Rosenborg: No frio de Trondheim, mandava Nils Arne Eggen

I’ll hand them that, Real Madrid, they tried. Quando os merengues chegaram ao estádio Lerkendal, talvez nem soubessem que ali, já a dois passos do Ártico, na mesma cidade que os vikings tinham considerado a capital da sua Noruega, reinava agora alguém da mesma estirpe combativa e de espírito encharcado em esperteza e audácia.

Nils Arne Eggen já tinha consolidado o poder interno e estava agora a desbravar a Europa, na procura do desconhecido para o futebol nórdico. Nunca uma equipa escandinava foi tão consistentemente presença na Liga dos Campeões: com Eggen, o Rosenborg participou 11 vezes na fase de grupos, oito delas de forma consecutiva, enquanto ia passeando em casa – a partir de 1992, foram treze campeonatos de rajada.

Prevalecendo a matriz nacional na construção do plantel, poderíamos individualizar mas seria um contrasenso na percepção do todo. Eggen tinha as suas ideias bem vincadas de como se jogar futebol, as mesmas que possibilitaram ao ímpeto viking a chegada ao Novo Mundo muito antes de qualquer europeu: em frente, ao ataque e sem medo, exaltando as forças individuais como forma de combater as fraquezas colectivas.

O Real Madrid, a precisar dum ponto para garantir a qualificação naquela fase de grupos 1997/98, chegou descontraído ao bairro Rosenborg, encantado pela neve e pelo cenário pitoresco. Em Madrid tinha aplicado chapa quatro e Jupp Heynckes aproveitaria até para estrear na comitiva um menino chamado Iker Casillas, que faria as vezes de suplente a Cañizares. Só que Hierro, Raúl e Morientes estavam mais habituados à temperança mediterrânica e a coisa descambou: Eggen, no seu 4-3-3 de eleição, passou o futuro campeão europeu a ferro, tendo sido essa a única derrota da caminhada. Eles realmente tentaram, dizia ele surpreendido no final.

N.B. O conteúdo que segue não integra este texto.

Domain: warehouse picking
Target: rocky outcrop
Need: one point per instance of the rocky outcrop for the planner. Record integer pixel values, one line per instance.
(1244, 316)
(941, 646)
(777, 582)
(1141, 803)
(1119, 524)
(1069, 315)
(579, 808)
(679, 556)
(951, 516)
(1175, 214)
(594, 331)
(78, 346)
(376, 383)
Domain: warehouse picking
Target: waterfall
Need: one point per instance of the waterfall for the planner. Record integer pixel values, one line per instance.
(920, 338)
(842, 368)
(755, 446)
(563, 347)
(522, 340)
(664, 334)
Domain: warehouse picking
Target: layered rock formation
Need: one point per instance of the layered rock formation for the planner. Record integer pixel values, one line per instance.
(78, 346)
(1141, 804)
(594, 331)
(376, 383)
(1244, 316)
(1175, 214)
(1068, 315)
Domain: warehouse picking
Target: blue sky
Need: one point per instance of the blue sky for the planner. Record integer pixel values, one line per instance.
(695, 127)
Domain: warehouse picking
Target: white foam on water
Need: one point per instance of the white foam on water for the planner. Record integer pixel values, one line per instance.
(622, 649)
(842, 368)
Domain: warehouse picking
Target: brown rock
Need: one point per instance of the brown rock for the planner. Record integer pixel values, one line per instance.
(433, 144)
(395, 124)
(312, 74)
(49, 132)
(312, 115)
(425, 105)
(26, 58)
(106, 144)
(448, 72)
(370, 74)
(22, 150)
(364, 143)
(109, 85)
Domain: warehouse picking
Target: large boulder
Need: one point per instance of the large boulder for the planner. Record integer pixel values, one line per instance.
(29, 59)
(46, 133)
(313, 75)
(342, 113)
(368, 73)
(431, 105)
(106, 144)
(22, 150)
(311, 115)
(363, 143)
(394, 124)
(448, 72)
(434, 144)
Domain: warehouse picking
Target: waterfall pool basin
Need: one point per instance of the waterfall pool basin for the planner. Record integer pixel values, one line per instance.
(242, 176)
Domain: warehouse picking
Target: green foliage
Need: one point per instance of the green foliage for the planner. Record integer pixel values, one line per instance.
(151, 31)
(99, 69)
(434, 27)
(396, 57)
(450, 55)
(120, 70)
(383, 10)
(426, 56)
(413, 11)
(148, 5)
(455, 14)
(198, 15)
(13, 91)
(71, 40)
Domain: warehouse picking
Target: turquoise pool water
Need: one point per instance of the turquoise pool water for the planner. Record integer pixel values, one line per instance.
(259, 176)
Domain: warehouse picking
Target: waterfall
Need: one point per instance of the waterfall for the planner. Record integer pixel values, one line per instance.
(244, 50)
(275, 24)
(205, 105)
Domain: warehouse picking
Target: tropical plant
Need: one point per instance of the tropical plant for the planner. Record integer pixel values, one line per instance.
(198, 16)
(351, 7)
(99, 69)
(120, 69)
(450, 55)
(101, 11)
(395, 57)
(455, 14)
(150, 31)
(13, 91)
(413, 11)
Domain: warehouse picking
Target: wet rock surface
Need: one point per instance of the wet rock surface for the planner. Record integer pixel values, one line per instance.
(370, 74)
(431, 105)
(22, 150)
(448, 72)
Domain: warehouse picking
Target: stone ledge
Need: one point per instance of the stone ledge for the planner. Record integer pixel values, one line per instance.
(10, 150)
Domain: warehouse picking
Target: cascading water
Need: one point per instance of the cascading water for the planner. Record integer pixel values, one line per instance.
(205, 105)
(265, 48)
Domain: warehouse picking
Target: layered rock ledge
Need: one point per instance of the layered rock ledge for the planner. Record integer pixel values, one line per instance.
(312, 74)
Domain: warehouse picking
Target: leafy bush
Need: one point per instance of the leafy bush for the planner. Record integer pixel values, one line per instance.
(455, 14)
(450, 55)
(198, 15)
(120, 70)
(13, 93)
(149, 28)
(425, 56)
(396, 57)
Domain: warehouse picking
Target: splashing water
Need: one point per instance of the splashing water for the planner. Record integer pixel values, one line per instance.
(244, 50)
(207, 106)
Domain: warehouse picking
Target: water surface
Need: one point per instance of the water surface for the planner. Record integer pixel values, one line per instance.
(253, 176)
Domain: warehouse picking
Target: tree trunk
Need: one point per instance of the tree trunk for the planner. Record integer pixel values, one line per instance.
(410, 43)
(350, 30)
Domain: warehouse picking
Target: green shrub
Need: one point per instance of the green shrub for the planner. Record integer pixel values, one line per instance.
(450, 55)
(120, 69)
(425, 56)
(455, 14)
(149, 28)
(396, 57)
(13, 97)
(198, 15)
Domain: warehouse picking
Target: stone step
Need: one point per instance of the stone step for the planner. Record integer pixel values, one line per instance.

O carisma tornou-se parte da sua lenda. A forma como se impunha naturalmente num balneário e se fazia ouvir. As ideias fluíam-lhe então pelo intelecto aguçado, moldado por outros grandes da bola: Nils Arne Eggen não tinha sido um jogador por aí além, apesar de fazer parte do primeiro Rosenborg vencedor de Taça (1960 e 64) e depois do primeiro campeonato (1967). Preferencialmente como lateral-direito, o seu papel resumia-se a complemento de outros mais dotados tecnicamente como Odd Iversen, o goleador-mor.

Esse primeiro título é ganho sobretudo pela associação criada entre Iversen e o municiador Harald Sunde – juntos, fizeram 39 golos dos 62 golos da equipa. Mas Eggen foi, ainda assim, importante o suficiente para ser totalista. O obreiro desses sucessos foi Knut Naess mas o tempo vai impondo certos limites que desgastam as relações humanas. Era preciso mudar e chamar alguém de pulso firme, que recuperasse o controlo do balneário.

O Rosenborg perguntou aos criadores da bola se conheciam alguém indicado para o lugar. A mesma Federação Inglesa que indicaria Jimmy Hagan ao Benfica enviaria aos noruegueses uma lista com os nomes mais preparados para uma missão daquelas. Um deles era Bobby Robson, outro George Curtis. Depois da nega do primeiro, acertou-se tudo com o segundo, que podia ter ganho fama como avançado do Arsenal senão fosse obrigado, pela Segunda Guerra, a ir para a Índia servir na Força Aérea.

George Curtis chegava então ao Lerkendal como homem sugerido pelos ingleses para manter o Rosenborg no topo. Diz-se que começou a primeira palestra confiante, apontando para um esférico e exclamando «Isto é uma bola!», o que levou o sagaz Iversen a dizer-lhe que estava a ir demasiado rápido nas explicações.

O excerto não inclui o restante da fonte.